September 16th

It took me to the weekend to getting around to doing anything, on account of the week's news rather pushing everything else aside. I'm one of those people who grew up with the constant backdrop of the carnage in Vietnam and there's this horrible feeling that we're on our way back there again.

Oil leak anyone?Anyway, I've noticed a potential serious problem in that there seems to be a very small oil leak coming from under one of the heads. It's just a very small amount of oil collecting on what I think is the datum point for the block face. I checked that the head bolts were tight, which of course they were. I'm not sure what to do about. An engine like this is never going to be oil tight anyway but it might indicate a rather more serious problem. Hmmm...

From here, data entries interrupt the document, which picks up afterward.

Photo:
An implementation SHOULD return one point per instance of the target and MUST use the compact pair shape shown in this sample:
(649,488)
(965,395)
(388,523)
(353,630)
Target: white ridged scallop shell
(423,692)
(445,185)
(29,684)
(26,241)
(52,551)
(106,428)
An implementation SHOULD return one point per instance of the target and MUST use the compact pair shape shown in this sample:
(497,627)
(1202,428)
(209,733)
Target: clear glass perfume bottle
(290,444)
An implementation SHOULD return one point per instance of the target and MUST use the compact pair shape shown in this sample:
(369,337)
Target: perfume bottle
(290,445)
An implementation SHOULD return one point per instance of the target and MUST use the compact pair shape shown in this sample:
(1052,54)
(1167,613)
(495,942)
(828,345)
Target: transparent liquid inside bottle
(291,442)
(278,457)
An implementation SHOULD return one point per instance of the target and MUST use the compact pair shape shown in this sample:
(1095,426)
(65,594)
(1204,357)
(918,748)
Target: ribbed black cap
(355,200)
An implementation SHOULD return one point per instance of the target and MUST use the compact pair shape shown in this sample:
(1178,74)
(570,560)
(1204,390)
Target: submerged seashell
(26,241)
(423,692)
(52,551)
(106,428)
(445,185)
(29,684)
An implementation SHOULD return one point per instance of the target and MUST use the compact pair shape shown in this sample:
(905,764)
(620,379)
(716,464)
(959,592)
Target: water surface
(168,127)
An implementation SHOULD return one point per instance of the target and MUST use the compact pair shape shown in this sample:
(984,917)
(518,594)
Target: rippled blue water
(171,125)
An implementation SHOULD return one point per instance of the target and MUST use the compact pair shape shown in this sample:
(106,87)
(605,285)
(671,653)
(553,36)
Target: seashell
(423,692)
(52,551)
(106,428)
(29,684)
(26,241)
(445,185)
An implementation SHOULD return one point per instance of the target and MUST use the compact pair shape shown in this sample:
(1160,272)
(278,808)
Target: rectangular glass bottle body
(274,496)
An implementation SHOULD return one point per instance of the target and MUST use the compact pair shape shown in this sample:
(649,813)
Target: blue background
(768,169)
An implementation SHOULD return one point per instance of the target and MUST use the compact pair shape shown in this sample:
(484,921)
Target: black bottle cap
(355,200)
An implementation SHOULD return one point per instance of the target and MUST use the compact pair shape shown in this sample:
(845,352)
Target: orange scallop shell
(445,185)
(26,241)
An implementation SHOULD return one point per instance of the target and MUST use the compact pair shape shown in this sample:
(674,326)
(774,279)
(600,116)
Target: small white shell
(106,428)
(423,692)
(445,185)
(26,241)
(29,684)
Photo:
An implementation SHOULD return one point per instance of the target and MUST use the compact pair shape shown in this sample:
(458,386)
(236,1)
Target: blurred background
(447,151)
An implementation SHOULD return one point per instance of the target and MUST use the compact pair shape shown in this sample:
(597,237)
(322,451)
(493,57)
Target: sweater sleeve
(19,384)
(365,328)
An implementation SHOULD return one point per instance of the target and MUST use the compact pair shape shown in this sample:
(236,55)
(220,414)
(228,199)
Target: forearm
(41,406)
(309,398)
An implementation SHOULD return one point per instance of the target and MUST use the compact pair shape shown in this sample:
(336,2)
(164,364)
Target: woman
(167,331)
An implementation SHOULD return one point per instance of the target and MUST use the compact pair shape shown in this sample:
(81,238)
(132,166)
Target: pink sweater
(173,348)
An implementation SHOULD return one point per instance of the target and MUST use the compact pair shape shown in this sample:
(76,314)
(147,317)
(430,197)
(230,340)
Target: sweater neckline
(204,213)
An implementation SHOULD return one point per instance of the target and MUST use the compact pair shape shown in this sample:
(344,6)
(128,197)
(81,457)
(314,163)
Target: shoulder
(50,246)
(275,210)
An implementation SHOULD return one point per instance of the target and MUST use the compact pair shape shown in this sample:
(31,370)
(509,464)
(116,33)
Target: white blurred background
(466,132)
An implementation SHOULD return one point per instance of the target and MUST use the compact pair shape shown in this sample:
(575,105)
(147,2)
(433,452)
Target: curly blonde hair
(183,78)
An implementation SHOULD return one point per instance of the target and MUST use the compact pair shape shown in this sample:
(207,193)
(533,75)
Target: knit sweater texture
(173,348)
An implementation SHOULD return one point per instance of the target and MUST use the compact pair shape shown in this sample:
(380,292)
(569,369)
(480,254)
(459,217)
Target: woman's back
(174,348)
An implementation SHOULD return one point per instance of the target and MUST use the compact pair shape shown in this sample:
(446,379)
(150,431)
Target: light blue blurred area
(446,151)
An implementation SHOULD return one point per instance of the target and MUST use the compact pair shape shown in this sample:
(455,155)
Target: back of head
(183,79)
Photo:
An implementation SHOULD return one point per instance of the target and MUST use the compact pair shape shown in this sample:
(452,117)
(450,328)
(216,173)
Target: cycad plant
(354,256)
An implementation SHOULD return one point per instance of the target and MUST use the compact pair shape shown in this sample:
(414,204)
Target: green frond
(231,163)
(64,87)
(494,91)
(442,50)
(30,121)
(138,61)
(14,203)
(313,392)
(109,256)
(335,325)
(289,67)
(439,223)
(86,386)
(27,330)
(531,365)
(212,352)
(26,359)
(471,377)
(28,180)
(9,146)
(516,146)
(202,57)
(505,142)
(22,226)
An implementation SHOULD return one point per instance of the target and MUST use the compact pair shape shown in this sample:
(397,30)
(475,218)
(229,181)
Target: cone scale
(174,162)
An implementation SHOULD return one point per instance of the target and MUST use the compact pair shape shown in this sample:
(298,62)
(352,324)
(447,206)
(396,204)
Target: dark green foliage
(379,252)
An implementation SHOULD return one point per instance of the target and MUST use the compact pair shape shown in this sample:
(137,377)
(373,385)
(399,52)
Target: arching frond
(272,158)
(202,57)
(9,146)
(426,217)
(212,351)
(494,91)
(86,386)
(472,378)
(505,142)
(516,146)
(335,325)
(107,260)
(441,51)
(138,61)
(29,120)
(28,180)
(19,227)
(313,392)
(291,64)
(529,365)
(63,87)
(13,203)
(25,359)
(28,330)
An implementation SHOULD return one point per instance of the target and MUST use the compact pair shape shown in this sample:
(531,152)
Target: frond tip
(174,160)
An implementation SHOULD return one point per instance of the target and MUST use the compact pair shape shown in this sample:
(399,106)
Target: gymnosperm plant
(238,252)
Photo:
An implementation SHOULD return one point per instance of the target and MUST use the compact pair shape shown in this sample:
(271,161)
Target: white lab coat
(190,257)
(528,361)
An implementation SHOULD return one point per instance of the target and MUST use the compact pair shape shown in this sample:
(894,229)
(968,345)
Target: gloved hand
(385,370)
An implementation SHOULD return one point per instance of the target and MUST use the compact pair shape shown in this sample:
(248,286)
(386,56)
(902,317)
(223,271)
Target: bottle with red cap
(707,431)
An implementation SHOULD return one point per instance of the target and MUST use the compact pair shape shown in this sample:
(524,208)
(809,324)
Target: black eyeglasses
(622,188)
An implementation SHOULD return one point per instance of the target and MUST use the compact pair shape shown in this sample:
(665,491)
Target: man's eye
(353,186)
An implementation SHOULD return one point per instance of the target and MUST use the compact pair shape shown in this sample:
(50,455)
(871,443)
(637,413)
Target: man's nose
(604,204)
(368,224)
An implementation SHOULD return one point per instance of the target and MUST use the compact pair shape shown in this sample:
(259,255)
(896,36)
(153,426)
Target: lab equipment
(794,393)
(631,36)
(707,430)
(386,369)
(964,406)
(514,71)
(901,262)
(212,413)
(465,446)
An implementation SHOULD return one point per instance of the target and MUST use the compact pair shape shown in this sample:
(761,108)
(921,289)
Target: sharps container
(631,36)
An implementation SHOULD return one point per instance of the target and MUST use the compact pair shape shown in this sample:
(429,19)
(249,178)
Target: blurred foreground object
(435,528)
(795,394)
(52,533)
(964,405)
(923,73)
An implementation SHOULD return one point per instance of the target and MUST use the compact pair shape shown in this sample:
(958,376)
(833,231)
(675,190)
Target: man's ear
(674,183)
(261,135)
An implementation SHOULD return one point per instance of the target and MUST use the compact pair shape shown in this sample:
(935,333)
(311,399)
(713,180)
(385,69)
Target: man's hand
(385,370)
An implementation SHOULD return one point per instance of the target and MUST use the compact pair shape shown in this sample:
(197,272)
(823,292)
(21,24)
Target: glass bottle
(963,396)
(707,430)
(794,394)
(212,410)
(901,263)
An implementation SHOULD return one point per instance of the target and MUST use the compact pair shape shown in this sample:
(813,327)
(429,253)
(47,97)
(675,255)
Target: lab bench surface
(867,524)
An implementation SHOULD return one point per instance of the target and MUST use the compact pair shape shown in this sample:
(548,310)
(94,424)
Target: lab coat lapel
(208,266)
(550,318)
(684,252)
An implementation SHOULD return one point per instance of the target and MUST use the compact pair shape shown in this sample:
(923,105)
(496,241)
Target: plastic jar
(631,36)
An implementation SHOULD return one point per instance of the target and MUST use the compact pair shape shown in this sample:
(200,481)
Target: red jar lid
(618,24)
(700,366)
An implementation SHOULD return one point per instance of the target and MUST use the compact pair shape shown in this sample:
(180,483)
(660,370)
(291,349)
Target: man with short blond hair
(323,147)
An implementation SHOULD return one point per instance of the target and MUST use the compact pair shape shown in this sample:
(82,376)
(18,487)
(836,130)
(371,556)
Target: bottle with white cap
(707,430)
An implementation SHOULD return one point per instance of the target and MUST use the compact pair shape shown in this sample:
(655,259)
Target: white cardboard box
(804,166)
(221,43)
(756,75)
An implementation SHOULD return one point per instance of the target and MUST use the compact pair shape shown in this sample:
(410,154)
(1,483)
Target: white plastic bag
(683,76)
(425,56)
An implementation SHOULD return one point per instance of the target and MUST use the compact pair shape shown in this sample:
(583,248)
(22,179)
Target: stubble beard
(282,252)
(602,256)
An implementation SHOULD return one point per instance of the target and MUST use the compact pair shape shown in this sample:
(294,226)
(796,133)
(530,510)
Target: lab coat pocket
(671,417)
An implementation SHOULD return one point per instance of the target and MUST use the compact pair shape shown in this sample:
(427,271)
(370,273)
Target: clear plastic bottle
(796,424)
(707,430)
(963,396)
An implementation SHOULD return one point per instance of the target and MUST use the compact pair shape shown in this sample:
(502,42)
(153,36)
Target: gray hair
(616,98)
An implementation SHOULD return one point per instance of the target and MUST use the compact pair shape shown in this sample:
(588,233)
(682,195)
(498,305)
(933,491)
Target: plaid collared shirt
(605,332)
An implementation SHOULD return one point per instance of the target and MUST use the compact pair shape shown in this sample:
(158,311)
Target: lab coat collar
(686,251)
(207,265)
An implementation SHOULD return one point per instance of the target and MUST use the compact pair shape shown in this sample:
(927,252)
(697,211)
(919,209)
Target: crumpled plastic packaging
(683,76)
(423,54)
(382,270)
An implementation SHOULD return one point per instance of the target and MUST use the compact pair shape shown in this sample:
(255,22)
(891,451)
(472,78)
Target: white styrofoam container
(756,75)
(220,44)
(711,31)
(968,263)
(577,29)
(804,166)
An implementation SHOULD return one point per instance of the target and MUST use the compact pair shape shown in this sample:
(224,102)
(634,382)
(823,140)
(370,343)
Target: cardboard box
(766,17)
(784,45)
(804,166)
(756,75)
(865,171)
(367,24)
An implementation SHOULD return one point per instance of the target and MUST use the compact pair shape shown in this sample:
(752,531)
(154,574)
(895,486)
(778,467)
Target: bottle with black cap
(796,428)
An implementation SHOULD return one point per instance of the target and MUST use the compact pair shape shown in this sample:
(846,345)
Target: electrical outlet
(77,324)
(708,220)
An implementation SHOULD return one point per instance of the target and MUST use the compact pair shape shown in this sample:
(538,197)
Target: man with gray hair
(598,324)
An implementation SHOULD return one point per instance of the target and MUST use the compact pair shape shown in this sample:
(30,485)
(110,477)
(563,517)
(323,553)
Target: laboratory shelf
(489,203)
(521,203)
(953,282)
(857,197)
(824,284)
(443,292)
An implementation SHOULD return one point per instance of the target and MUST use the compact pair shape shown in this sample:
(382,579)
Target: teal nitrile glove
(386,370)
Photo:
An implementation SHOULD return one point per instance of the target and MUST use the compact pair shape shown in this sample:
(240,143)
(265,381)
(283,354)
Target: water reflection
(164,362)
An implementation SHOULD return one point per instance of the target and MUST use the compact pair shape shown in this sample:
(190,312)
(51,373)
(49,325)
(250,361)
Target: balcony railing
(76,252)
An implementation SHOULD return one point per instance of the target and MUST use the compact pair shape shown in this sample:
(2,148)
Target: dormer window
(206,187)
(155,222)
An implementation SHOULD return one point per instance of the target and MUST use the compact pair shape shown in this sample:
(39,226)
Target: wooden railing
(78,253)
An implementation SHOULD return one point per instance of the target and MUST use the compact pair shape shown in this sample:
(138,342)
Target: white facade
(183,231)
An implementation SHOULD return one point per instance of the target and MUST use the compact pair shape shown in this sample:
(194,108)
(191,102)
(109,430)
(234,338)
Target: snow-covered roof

Anyway, I pressed on regardless, at least for now. I started fiddling around with the bodywork side and realised that I ought to put the washer bottle outlet pipe in while I could still get at it. So, I jammed in a bit of neoprene tubing, I'll have to sort out how it gets under the scuttle rather later on.

Negative gap in bodywork...So, I started again on the bodywork side. However, I was still having the problem I mentioned a long time ago. This time I decided to grasp the nettle and just cut all the way along the top of the panel. Gary at Dax said that this was possibly going to be needed and I had run out of other possibilities.

With this draconian step taken it was clear that the shape of the side panels is just wrong, in that it doesn't fit the chassis. Presumably this is an effect of the long wheelbase chassis.

To make this clear, if I sit the front part of the side down on the chassis properly, so that there isn't gap mentioned here then the top rear of side panel is an appreciable distance below the top of the chassis side. You can see this in the photo here, which shows where the top of the side is as compared with the chassis. If I sit the side up on top of the chassis then it's easier to fit now with the top sliced in two. However, there is still the gap under where the scuttle has to go. A fair bit of this can get squashed out, using the flexibility of the GRP but it's too much to completely brutalise it...

New position for hornsAnyway, in the process of putting the sides, scuttle and nose cone on and off I became aware of how cramped it was at the front of the engine. A while ago I had realised about a different place to put the horns, having never really like the current position. It occurred to me that without them where they were it would be easier to reach up from the bottom of the chassis. As far as I can see this is going to be essential to get the suspension together.

So, I got stuck and moved the horns to where you can see they are now. They're attached with a couple of little brackets to the mountings for the fan that I made a short while ago.

(Before you ask, yes they do fit under the nose cone, I checked.)

A car!!After that I spent even more time shuffling the bits of bodywork around trying to decide how to go about attaching things. There seem to be about a million variables in everything.

I have become unconvinced about the supposed inaccuracy in the scuttle positioning mentioned before. This is for two reasons. First of all, with the scuttle further forward it becomes rather sider than the bodywork really wants to be.

Peek-a-boo!Secondly, there's probably scope for moving the nose cone a bit further back. What seems to be stopping at the moment is that the sides of the nose cone foul on the top front suspension mounting. It would probably be possible to cut the GRP back a bit here to move the nose cone back a bit. It probably a good idea to do this for another reason in that if you look at the car side on with the bodywork on you can see round the back of the nose cone and see the radiator peeking back at you.

I reckon that this means the nose cone could probably go back about 10mm. This will probably be all that's actually needed.

Of course, with my skill with bodywork this could just be the start of a horrible experience. Perhaps I ought to try cutting some chunks out of the nose cone first?

September 27th

Reconnected horn...I haven't done anything for a while, and today was just 10 minutes. In that time I just plumbed in the horn that I hadn't managed to connect when I moved them a while ago. I had had to buy some more air tubing from MacKays you see...

As you can (nearly see) I kept it neat by tie-wrapping it to the fan shroud.